The closure of the Afsluitdijk enabled the eventual reclamation of three huge tracts of land formerly under the sea: the Noordoostpolder (1927–1942), East Flevoland (1950–1957), and South Flevoland (1959–1968). They were later combined to become a new province, Flevoland, with a total area of over 500 square miles (1,400 square kilometers). Its rich agricultural land supports two cities, Lelystad and Almere, although the latter is more properly a dormitory for Amsterdam. Flevoland is on average 16 feet (5 meters) below sea level. The great freshwater body south of the Afsluitdijk was renamed IJsselmeer. Its balance, carefully controlled through the use of sluices and pumps, is determined by inflow and outflow rates, rainfall and evaporation, and storage level changes. With a surface of nearly 500 square miles (131,000 hectares), it is the largest inland lake in the Netherlands. A proposal to reclaim a fifth polder, the 230-square-mile (60,300-hectare) Markerwaard, behind a 66-mile-long (106-kilometer) dike between Enkhuizen and Lelystad was not pursued, mainly because of ecological concerns.

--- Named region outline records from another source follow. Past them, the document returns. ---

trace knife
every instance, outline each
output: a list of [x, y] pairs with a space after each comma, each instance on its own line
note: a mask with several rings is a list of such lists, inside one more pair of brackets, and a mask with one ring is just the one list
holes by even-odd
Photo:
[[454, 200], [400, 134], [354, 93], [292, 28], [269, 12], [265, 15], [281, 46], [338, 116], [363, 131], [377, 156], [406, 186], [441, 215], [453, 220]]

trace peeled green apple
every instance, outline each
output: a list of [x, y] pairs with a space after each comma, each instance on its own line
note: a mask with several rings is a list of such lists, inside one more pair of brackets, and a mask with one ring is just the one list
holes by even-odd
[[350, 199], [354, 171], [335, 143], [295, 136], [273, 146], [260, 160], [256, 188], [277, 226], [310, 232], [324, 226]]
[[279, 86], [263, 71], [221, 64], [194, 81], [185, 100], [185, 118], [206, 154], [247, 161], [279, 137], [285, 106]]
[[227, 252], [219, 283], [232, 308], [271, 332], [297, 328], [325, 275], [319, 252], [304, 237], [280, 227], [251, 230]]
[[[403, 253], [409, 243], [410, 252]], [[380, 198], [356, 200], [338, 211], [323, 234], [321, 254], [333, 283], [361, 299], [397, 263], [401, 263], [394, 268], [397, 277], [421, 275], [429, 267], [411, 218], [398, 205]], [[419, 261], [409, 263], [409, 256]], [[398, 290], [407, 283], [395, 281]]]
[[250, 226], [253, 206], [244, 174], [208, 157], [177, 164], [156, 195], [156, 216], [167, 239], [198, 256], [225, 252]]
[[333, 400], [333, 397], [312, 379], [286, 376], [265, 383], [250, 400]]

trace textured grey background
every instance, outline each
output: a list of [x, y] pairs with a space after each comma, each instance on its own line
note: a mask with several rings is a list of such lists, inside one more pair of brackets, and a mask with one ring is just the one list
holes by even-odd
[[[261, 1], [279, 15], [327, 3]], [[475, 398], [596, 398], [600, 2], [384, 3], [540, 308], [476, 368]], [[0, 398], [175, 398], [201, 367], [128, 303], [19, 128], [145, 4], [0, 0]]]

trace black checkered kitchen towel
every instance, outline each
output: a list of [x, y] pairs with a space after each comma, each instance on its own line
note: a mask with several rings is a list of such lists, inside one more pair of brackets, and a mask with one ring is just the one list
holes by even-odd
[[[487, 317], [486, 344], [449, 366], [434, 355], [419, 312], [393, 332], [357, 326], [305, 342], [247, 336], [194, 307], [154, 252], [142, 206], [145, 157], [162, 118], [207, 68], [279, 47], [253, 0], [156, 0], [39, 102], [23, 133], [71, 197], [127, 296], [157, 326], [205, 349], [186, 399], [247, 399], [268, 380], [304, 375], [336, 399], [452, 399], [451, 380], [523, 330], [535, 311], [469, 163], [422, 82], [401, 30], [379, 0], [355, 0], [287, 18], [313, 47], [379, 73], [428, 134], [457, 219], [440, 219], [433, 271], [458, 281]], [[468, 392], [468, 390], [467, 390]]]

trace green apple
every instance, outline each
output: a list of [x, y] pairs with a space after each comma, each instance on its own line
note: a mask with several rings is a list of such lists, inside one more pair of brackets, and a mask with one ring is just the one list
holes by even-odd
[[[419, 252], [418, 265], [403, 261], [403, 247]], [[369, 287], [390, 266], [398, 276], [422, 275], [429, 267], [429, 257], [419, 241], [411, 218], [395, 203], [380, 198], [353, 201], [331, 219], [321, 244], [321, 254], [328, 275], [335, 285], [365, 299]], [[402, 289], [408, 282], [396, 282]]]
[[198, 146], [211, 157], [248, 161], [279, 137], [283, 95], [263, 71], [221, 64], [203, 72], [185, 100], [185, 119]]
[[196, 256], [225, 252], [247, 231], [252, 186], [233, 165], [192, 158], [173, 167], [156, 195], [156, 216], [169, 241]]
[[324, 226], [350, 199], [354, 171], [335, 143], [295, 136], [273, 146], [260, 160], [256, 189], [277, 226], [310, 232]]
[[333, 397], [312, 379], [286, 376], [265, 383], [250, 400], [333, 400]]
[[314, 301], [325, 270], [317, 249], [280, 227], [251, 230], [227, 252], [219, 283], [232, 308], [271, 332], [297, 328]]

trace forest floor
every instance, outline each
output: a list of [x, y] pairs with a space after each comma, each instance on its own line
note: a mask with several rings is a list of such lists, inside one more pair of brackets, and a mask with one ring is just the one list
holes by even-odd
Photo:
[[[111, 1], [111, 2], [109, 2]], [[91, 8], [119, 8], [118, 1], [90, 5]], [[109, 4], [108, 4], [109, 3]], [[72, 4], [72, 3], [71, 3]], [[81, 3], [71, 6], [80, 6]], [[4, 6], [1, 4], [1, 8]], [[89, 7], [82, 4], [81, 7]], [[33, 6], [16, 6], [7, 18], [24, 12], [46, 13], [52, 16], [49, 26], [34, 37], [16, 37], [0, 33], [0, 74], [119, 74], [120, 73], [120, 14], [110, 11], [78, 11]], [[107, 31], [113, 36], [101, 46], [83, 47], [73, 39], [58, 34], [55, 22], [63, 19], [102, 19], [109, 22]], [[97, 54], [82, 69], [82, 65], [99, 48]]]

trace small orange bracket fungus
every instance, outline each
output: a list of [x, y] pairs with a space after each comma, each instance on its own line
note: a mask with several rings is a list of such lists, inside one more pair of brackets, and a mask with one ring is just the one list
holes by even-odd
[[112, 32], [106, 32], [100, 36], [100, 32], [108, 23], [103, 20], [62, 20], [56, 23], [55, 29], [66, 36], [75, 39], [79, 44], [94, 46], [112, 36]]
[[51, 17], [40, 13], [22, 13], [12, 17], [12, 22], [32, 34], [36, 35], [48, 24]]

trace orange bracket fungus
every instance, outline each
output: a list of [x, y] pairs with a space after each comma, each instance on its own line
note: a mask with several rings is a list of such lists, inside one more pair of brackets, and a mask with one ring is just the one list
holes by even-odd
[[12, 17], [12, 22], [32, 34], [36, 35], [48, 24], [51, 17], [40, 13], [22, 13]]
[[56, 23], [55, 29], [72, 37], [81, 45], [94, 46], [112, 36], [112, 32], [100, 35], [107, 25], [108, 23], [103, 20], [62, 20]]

In February 1998 the Dutch Ministry of Transport, Waterways, and Communication published the Waterkader report, setting out national water-management policies until 2006. Aiming to keep the Netherlands safe from flooding, it presents a case for reserving temporary water-storage areas—“controlled flooding”—against times of high river discharge or rainfall. The government, recognizing that raising the dikes and increasing pumping capacity cannot continue forever, has adopted the motto “Give water more space.” The document Long-Range Plan Infrastructure and Transport of October 1998 promised to invest 26 billion guilders (approximately U.S.$13 billion) in the nation’s infrastructure before 2006. Part of the money is earmarked for waterways, including links between Amsterdam and Friesland across the IJsselmeer.